MON CHAPELET DE PAÏENNE par Dom Moreau

Lorsque j’étais enfant, le potager de mon père était immense. Du moins c’est le souvenir qu’il m’en reste. Mes étés étaient en partie consacrés à “traiter” les récoltes. Par exemple, je devais équeuter les haricots, avec mon petit couteau je sectionnais la tête (la mouche) et la queue. Je faisais ça par paquets d’une dizaine, pour aller plus vite… Car il y en avait des seaux entiers. Ma sensation, c’était le sans fin, ça ne s’arrêtait pas. Chaque jour, du moins c’est ce dont je me souviens. Nos souvenirs exagèrent-ils toujours ? Je devais aussi sortir les petits pois de leurs gousses. Et mes petits doigts malhabiles n’en pouvaient plus de chercher le fil, le sésame qui leur donnaient accès à la poussée de cette ribambelle de boules vertes pour qu’elles tombent dans l’immense plat, à remplir sans cesse après que ma mère les ait cuits pour la mise en congélation.
Je ne me souviens pas m’être occupée de fèves. Seulement qu’elles étaient un des seuls légumes que je consentais à manger. Je n’aimais que les pommes de terre, frites et purée, et la viande sans la moindre particule de gras. Je n’aimais rien, ou pas grand chose.
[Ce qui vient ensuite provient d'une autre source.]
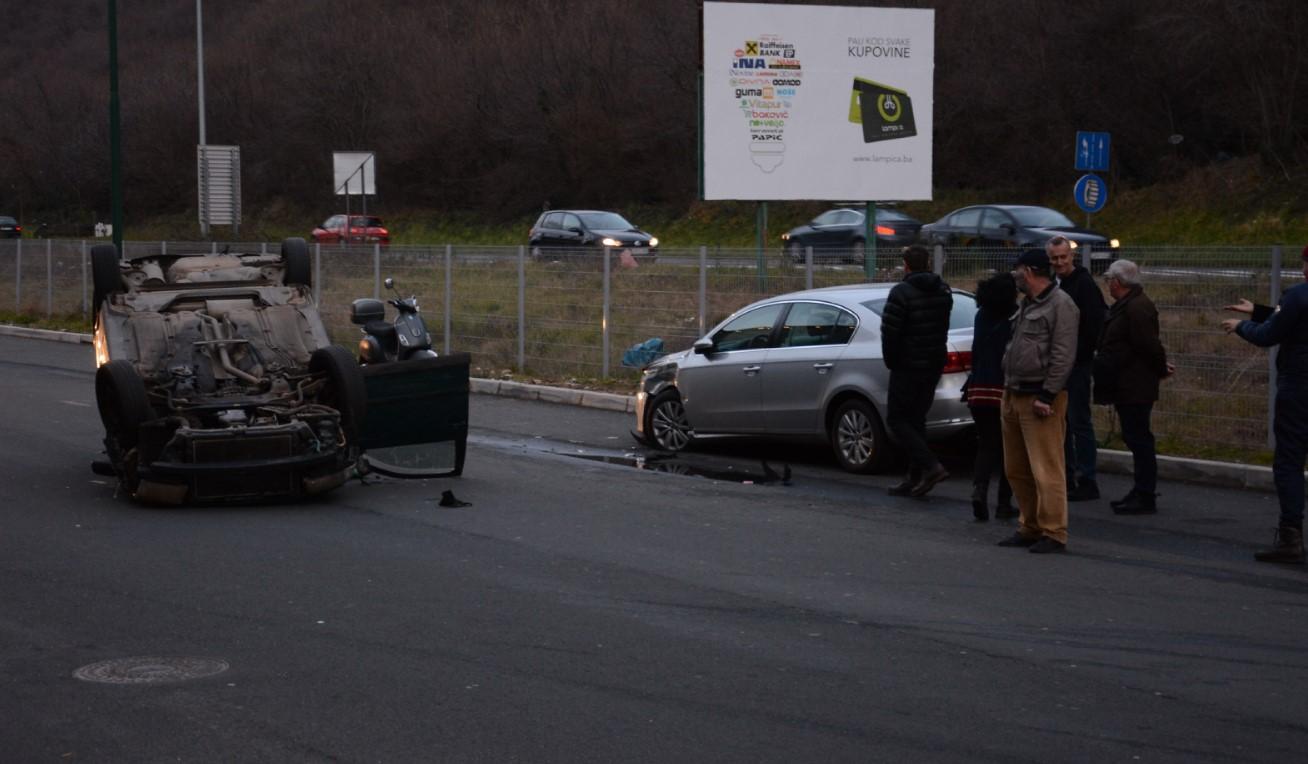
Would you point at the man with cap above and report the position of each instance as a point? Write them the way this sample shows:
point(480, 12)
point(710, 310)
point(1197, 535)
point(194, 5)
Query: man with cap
point(1033, 408)
point(1287, 327)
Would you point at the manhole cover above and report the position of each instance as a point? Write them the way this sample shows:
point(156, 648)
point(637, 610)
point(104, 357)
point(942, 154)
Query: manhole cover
point(149, 670)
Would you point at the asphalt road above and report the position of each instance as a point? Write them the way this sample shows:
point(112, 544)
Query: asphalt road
point(582, 610)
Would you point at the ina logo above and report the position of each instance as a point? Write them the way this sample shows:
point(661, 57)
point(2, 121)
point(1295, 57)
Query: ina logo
point(888, 107)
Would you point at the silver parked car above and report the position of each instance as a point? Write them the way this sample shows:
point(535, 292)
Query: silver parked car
point(803, 364)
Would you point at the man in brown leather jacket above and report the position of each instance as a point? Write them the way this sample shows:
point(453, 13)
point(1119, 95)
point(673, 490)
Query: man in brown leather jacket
point(1128, 368)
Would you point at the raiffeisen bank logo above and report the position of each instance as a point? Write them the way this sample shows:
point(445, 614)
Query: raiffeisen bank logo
point(886, 113)
point(765, 77)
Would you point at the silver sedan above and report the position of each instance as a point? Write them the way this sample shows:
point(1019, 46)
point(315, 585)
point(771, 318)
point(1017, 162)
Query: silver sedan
point(805, 364)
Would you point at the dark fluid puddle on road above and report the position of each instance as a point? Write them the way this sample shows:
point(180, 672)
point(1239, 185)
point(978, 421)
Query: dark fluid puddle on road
point(763, 475)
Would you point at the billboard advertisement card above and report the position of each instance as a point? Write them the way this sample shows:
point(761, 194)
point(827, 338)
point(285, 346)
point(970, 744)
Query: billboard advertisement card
point(818, 102)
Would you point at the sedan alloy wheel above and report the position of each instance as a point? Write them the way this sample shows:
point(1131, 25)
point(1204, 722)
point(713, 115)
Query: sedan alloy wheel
point(667, 424)
point(857, 437)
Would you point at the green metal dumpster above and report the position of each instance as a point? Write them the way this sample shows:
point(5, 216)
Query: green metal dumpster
point(417, 416)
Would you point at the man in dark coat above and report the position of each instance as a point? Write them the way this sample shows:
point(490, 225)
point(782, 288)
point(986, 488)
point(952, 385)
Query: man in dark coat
point(1286, 326)
point(1079, 451)
point(1128, 369)
point(914, 331)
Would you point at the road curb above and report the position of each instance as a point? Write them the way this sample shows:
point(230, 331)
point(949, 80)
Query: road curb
point(1202, 471)
point(45, 334)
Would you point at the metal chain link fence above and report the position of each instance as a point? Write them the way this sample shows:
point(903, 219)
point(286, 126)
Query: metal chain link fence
point(564, 315)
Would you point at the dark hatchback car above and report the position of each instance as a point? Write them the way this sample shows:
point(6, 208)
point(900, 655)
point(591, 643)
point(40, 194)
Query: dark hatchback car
point(560, 232)
point(841, 234)
point(1016, 225)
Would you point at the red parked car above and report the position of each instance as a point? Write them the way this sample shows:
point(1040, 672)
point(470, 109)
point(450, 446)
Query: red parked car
point(362, 229)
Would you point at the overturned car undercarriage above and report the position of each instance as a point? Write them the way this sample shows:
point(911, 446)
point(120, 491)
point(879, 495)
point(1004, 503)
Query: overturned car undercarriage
point(217, 380)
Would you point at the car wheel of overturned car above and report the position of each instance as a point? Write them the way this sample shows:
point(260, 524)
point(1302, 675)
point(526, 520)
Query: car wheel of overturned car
point(122, 402)
point(294, 254)
point(666, 423)
point(106, 276)
point(345, 390)
point(857, 437)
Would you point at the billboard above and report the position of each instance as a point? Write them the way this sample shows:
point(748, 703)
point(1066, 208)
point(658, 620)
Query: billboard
point(353, 173)
point(818, 102)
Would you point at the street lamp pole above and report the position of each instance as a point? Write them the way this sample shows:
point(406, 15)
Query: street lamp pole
point(115, 152)
point(199, 75)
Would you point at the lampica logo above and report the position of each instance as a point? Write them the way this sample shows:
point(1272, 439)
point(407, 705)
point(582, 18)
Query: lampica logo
point(886, 113)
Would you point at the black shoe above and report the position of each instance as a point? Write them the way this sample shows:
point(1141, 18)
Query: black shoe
point(929, 480)
point(1018, 540)
point(1006, 512)
point(1047, 546)
point(1116, 503)
point(980, 512)
point(905, 486)
point(1137, 503)
point(1287, 546)
point(1084, 491)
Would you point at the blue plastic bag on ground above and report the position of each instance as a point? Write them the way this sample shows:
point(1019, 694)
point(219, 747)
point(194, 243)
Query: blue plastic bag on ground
point(641, 353)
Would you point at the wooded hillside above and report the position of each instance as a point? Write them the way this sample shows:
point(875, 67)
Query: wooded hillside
point(499, 105)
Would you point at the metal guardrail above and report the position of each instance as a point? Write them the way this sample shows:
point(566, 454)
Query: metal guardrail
point(573, 315)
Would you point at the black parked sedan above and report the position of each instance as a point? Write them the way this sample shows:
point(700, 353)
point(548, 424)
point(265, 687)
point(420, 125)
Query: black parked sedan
point(572, 232)
point(843, 234)
point(1019, 226)
point(9, 228)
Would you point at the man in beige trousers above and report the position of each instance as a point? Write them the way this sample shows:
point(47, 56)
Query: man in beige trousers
point(1033, 410)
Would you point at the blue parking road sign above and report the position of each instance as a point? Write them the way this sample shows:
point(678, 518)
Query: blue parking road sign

J’ai changé, même si j’aime toujours les fèves (non, je les adore). J’aime tous les légumes, absolument tous, je ne mange plus de viande depuis longtemps, et peu de pommes de terre. Et, aujourd’hui, j’aime beaucoup écouter le temps s’égrener, tranquillement, en même temps que j’égraine les petits pois de mon potager. C’est mon chapelet de païenne.